Équité salariale : 7 ans après son adoption, la loi est loin d'être appliquée partout – René Roy, secrétaire général de la FTQ

Montréal, le 20 novembre 2003 – « Sept ans après son adoption, la loi québécoise sur l’équité salariale est loin d’être appliquée partout et la démarche doit être complétée dans de nombreux milieux de travail. Il y a eu certains progrès depuis un an, surtout dans les entreprises employant 50 personnes salariées et plus, mais encore là, nous devons poursuivre nos efforts », déclare le secrétaire général de la FTQ, M. René Roy.

À l’occasion du 7e anniversaire de l’adoption à l’unanimité par l’Assemblée nationale de la Loi sur l’équité salariale, le 21 novembre 1996, la FTQ tient à rappeler au gouvernement québécois, et à la population en général, qu’il est essentiel que soit éliminée la discrimination salariale faite aux femmes. Le 21 novembre 2003 est également la date prévue du troisième versement des rajustements d’équité salariale.

« Le plus désolant, indique M. Roy, c’est que les plus petites entreprises, celles qui comptent entre 10 à 49 personnes salariées, sont très loin derrière. À la FTQ, nous estimons à moins de 30 % les entreprises de cette taille qui ont réglé le dossier de l’équité salariale. Ces employeurs ne sont pas obligés de faire de programme d’équité salariale, ni de travailler avec un comité, et les syndicats n’ont donc souvent d’autre choix que d’attendre les résultats pour réagir et, le cas échéant, porter plainte pour discrimination.

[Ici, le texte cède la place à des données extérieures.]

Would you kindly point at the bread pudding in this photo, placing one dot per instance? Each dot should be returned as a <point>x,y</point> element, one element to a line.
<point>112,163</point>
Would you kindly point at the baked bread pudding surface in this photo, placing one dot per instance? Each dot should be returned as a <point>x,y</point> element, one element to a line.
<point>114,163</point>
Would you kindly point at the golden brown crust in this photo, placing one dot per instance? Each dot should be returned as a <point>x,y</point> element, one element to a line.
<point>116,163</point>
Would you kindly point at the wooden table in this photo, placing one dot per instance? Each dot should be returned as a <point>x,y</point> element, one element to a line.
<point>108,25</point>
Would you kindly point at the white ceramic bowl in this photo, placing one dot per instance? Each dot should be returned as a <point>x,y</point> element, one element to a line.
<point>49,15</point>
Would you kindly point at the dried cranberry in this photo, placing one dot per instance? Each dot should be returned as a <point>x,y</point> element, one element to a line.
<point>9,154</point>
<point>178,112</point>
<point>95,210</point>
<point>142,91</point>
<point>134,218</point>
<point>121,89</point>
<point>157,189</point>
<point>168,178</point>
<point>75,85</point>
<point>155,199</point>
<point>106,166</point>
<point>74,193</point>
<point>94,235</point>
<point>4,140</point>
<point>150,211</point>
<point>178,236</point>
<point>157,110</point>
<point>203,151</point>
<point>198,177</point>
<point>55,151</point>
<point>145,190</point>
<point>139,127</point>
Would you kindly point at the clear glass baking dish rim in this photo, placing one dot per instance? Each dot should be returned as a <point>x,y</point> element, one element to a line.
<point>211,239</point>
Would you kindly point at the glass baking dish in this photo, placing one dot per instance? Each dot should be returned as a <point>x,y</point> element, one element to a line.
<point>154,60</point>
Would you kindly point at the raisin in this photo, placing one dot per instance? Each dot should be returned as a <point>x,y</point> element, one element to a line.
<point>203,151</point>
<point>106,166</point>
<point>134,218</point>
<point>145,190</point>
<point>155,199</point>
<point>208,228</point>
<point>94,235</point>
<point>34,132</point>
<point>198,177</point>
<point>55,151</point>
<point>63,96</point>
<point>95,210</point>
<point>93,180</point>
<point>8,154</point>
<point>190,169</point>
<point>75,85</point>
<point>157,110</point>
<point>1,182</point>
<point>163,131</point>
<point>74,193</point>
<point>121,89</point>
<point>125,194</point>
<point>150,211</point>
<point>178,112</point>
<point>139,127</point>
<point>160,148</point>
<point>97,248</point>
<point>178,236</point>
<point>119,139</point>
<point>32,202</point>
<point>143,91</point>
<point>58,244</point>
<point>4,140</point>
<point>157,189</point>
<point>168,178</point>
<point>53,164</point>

Or, c’est malheureusement dans ces petites entreprises que les travailleuses québécoises se retrouvent en très grand nombre. »

Le défi du maintien de l’équité

Madame Suzanne Amiot, vice-présidente de la FTQ, déclare par ailleurs : « Là où nous avons pu réaliser l’équité salariale, nous avons maintenant un autre défi, celui de maintenir cette équité lors de la négociation du renouvellement de la convention collective. On doit protéger ce qui a pris tant de temps à se réaliser mais, comme nous avons peu d’orientations de la part de la Commission de l’équité salariale à ce propos, la vigilance s’impose. »

Dans les secteurs public et parapublic québécois, madame Amiot rappelle que le dossier de l’équité salariale n’est toujours pas réglé avec le Conseil du trésor, malgré des années de négociations.

« La loi doit être appliquée partout et elle est plus que jamais indispensable pour les travailleuses du Québec. La Commission de l’équité salariale, les employeurs et les syndicats doivent donc mettre les bouchées doubles pour concrétiser cette équité dans tous les milieux de travail », conclut René Roy.

La FTQ, la plus importante centrale syndicale québécoise, représente le plus grand nombre de travailleuses syndiquées au Québec.